回答:前立腺癌のスクリーニング検査ができるから

 「PSA(prostate specific antigen)」は「前立腺特異抗原」のことで、前立腺に異常があると血液中に大量に放出され、濃度が高くなります。他の臓器で異常があっても数値は変わらないため、前立腺の異常を調べるための指標となっています。

 また、前立腺癌でも数値に変化がみられるため、前立腺癌の腫瘍マーカーとしても利用されています。

 通常は2ng/mL以下で、加齢に伴って増えていきますが、50歳でも4ng/mL以下が標準です1)。これを上回る値が出た場合、前立腺肥大症や前立腺癌などの異常を疑う必要があります。
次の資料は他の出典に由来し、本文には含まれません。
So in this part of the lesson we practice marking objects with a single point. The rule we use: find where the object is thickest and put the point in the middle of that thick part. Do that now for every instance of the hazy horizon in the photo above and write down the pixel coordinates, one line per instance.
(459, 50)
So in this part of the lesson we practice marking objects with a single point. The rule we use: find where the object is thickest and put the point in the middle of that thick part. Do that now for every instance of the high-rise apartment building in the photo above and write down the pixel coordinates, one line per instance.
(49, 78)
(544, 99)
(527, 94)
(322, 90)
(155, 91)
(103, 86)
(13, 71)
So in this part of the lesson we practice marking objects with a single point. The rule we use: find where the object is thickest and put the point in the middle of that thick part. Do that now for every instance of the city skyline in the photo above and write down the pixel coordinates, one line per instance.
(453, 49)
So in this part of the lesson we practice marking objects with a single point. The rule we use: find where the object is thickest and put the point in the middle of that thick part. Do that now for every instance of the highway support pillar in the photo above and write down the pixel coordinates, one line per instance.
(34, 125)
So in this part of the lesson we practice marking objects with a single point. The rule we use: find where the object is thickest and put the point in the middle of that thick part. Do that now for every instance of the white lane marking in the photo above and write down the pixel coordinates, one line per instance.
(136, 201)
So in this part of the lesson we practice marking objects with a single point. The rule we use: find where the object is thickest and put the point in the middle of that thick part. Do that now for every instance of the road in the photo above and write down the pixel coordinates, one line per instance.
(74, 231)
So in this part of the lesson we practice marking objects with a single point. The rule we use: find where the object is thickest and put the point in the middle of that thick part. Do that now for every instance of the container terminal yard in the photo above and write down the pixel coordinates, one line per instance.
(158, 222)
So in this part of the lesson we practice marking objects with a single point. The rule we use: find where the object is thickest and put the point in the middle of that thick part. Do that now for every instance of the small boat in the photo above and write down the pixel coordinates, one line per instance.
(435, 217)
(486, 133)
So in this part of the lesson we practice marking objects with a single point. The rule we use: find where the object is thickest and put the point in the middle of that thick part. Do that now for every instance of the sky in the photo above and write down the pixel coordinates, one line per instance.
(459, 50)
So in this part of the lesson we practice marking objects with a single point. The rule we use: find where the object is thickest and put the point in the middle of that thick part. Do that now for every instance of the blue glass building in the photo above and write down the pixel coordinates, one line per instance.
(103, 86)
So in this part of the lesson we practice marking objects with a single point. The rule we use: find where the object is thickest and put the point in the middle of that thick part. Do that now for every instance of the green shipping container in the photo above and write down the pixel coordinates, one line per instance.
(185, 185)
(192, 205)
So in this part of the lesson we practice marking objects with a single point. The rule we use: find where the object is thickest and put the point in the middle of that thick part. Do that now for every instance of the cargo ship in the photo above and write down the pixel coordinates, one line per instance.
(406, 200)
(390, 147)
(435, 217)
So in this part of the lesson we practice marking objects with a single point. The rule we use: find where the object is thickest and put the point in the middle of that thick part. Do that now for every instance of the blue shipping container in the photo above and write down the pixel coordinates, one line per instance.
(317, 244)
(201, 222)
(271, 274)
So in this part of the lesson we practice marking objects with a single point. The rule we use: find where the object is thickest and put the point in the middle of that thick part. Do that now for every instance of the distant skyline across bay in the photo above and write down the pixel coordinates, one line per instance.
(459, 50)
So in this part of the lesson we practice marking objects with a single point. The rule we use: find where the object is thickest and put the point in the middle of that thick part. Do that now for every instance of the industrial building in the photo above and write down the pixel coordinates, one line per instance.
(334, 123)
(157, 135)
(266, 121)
 1) アステラス製薬(株)Webサイト 知っておきたい予備知識~前立腺癌

 前立腺癌を早期発見する目的のほか、治療中の前立腺癌の経過や、再発を見つけるためにも利用されます。

詳しい回答:前立腺癌は見つけにくい

 前立腺癌は、癌の中では比較的予後が良好で、第Ⅲ期までの前立腺癌であれば5年生存率が100%です。
 また、全体では5年生存率が17.7%である第Ⅳ期に至っても、前立腺癌であれば54%と非常に高いのが特徴です2)。

 2) 独立行政法人国立がん研究センター がんの統計2011

 このように発見して治療を始めることができれば、予後の良いものですが、初期症状がほとんどなく、自覚症状が出てきたときには手遅れになっているケースが多くあります。
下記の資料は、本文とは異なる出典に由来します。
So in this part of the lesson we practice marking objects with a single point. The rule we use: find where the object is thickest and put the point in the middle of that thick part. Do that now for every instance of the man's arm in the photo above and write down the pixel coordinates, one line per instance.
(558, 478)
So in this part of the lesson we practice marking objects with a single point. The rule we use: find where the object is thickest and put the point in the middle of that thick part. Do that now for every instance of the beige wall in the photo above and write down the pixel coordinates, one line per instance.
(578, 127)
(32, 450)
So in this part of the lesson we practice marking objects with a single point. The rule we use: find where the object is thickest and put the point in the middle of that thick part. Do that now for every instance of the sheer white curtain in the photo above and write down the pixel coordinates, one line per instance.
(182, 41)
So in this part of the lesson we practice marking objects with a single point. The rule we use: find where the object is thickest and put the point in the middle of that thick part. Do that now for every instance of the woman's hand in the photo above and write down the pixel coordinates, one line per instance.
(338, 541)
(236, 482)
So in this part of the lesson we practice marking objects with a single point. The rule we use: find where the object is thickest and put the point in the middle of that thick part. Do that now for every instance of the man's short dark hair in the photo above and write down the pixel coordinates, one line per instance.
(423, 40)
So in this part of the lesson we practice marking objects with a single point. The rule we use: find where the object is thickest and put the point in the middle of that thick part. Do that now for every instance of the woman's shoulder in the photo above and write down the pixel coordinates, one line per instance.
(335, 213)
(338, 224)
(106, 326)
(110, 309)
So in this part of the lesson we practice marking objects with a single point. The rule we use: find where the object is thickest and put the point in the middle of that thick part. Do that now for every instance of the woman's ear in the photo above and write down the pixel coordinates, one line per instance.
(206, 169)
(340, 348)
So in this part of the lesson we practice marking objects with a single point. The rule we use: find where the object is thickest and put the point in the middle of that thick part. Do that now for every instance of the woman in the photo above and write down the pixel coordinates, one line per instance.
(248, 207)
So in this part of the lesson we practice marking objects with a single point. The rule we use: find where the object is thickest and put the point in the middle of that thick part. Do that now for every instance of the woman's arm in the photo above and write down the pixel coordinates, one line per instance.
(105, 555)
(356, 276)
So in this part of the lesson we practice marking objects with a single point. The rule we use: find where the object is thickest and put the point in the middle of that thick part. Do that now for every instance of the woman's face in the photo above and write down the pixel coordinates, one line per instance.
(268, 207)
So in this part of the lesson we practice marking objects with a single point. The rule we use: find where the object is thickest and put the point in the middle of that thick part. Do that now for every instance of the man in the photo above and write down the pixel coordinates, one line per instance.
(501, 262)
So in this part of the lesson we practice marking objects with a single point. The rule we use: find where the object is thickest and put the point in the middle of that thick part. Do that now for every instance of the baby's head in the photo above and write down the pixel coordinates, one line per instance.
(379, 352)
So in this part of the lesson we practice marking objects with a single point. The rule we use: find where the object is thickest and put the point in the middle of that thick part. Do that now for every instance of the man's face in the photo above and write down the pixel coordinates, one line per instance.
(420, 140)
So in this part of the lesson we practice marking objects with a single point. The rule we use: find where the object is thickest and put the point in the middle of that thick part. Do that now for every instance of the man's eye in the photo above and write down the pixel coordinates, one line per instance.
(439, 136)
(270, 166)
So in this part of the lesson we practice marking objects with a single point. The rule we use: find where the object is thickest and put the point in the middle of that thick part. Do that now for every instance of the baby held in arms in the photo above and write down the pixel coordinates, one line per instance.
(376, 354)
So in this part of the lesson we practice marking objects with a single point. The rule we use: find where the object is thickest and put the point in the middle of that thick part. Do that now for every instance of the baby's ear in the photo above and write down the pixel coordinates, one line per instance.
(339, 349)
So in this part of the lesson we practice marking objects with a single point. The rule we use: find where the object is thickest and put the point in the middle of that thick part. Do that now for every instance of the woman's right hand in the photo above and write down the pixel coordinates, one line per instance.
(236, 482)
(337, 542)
 実際、前立腺癌が発見されたとき、既に第Ⅳ期に至っているケースが全体の19.1%も存在しています。これは癌全体の16.6%と比べても高く、”進行するまで気付きにくい癌”であることがわかります2)。
 また、進行すればするほど「転移」の危険性も高まります。PSA検査を導入する以前は、既に転移した状態で見つかることが60%ほどあったのに対し、導入後は10%にまで減ったとされています1)。

 PSA値は初期の前立腺癌の状態から数値増加として現れるため、早期発見のために極めて重要です。

 血液検査として手軽に行える検査のため、50歳を過ぎたら1年に1回は定期検査することをお勧めします。また、父親や兄弟に前立腺癌の人が居る場合は、40歳を過ぎた時点で一度検査しておくことをお勧めします。

前立腺がんの治療でも活用する

 前立腺がんは、薬物治療によって治療・コントロールすることが可能です。

 しかしその場合、「抗アンドロゲン薬」を続けて使っていると、次第に薬が効かなくなってくることがあります。その場合は、同じ「抗アンドロゲン薬」に分類される別の薬に切り替えることで、再び治療効果を高めることができます

 こうした病勢を把握するためにも、PSA値は定期的に検査し、そのデータが利用されています。

 

~注意事項~

◆用法用量はかかりつけの主治医・薬剤師の指示を必ずお守りください。
◆ここに記載されていることは「原則」であり、治療には各々の環境や状況により「例外」が存在します。